5. Cadıları – Hans Baldung
Resim sanatında cadılık tasvirleri listemize devam ediyoruz. Hans Baldung’un 1510’da yaptığı “Cadılar” adlı tahta baskı eseri, sanat tarihinde cadılar temasına dair etkileyici bir örnek. Baldung, hukuki ve akademik bir aileden gelmesine rağmen, sanat dünyasında kendine yer edinmiş bir isim. 1503’te Albrecht Dürer’in Nuremberg’deki atölyesine katıldı ve burada “Grien” lakabını aldı. Dürer’in etkisi altında kalan Baldung, ustasının cadılarla ilgili çalışmalarından ilham alarak, chiaroscuro tekniğiyle cadıların tahta baskılarını yaptı.

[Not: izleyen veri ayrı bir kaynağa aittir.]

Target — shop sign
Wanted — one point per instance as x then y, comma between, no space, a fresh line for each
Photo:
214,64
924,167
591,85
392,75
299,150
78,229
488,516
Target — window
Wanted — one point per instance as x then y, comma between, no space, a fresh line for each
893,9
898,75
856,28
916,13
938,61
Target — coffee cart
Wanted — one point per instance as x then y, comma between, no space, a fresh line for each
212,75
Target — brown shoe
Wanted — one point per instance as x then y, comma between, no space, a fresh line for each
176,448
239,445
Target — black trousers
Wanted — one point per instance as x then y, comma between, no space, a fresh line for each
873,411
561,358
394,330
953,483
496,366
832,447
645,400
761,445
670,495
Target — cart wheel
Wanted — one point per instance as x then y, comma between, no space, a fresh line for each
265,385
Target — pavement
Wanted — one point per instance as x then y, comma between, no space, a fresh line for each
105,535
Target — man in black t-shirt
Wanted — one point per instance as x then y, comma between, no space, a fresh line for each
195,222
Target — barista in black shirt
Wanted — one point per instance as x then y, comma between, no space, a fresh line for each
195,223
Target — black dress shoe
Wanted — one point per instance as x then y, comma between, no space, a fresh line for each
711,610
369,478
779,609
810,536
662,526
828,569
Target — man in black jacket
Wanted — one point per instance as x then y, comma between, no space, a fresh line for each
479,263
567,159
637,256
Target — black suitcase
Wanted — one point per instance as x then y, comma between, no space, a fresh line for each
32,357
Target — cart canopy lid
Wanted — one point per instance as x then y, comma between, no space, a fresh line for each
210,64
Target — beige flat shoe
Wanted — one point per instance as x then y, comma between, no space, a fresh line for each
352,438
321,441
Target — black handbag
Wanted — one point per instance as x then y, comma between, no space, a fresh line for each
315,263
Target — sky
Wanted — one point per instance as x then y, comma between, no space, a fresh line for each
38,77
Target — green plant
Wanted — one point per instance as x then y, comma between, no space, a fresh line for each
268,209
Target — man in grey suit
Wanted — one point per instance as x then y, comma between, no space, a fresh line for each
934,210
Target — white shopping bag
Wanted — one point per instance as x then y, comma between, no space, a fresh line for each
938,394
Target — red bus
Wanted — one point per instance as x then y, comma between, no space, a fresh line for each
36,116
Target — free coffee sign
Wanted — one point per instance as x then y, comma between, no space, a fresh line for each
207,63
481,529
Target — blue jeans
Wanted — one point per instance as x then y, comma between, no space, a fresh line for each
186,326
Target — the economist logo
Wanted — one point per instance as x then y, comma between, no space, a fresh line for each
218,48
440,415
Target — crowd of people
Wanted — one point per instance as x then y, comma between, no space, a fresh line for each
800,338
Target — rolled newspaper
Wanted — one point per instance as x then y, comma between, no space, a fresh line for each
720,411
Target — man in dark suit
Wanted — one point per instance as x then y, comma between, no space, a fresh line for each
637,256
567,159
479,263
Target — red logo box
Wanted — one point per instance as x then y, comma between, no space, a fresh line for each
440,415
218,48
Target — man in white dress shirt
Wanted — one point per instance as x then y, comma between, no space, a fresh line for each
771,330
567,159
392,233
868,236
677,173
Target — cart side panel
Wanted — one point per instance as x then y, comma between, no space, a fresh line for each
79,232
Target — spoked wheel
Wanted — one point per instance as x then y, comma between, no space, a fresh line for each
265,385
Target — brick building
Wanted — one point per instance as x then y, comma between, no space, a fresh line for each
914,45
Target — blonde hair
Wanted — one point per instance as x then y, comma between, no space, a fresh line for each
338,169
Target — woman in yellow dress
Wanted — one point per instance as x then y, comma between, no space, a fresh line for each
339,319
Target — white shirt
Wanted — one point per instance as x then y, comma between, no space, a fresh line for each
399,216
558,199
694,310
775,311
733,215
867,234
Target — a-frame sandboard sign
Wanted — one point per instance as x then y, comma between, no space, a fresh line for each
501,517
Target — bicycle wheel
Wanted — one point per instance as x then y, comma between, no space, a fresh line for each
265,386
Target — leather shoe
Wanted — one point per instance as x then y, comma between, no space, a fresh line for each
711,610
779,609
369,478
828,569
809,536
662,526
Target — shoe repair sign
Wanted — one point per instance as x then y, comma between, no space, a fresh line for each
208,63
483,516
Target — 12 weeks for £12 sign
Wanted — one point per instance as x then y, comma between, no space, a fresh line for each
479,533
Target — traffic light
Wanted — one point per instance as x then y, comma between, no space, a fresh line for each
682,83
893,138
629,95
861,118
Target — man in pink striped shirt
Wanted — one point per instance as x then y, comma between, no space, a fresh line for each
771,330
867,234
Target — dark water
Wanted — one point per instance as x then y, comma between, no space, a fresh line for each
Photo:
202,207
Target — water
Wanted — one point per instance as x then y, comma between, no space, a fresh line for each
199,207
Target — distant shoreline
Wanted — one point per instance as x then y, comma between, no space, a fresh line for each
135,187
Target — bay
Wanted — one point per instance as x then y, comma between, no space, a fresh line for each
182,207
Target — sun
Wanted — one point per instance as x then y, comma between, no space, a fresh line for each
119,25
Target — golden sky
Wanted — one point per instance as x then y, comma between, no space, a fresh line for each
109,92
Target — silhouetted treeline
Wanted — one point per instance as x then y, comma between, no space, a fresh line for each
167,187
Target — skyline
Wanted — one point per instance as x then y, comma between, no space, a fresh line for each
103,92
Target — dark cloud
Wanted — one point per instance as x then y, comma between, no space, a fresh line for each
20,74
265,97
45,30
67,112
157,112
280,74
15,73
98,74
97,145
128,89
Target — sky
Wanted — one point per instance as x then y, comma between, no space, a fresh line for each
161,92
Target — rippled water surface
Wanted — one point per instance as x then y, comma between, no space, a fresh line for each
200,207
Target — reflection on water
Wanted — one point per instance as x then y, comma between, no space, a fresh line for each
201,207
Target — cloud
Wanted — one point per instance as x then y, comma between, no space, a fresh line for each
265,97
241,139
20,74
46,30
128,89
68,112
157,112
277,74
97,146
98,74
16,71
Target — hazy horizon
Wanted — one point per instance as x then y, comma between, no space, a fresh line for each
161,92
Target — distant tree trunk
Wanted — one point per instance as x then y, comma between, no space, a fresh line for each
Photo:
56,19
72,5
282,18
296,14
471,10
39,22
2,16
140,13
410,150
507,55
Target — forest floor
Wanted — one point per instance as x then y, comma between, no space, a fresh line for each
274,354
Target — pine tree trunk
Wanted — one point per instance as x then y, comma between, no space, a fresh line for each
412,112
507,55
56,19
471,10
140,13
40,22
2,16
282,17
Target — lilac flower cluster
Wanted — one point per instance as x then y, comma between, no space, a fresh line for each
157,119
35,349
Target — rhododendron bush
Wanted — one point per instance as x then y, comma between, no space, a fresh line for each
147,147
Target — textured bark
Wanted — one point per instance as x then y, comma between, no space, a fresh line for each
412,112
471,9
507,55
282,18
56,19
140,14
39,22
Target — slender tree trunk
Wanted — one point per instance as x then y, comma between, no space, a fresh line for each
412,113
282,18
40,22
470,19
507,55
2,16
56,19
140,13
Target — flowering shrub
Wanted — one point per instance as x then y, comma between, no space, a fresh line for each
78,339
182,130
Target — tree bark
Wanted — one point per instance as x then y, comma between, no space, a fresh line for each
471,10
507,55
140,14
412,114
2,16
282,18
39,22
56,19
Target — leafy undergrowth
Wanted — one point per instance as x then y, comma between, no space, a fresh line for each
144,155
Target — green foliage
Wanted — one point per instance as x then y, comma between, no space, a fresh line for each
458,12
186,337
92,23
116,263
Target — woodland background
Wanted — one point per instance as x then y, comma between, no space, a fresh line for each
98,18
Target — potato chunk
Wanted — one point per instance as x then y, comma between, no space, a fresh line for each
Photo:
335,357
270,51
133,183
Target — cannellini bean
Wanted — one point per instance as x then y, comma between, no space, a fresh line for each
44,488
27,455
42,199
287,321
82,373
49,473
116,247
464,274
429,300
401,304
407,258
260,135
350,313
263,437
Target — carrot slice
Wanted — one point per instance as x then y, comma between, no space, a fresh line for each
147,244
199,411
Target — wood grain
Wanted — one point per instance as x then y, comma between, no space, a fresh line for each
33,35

Eserinde, çıplak bir cadının ters yöne akan saçlarıyla bir keçiye bindiğini görüyoruz. Bu detay, Dürer’in cadılarının doğa yasalarına meydan okumasına bir gönderme. Arka planda, ölü bir ağacın arkasında yükselen buhar sütunları, cadıların bir iksir hazırladığını düşündürüyor. Zemin ise kemiklerle dolu; bu da cadıların getirdiği ölüm ve yıkımı simgeliyor. Baldung’un bu eseri, 16. yüzyıldaki cadı korkularını gözler önüne seriyor. Kullanılan chiaroscuro tekniği ise esere derinlik katarak cadıları daha da gerçekçi ve tehditkâr hale getiriyor.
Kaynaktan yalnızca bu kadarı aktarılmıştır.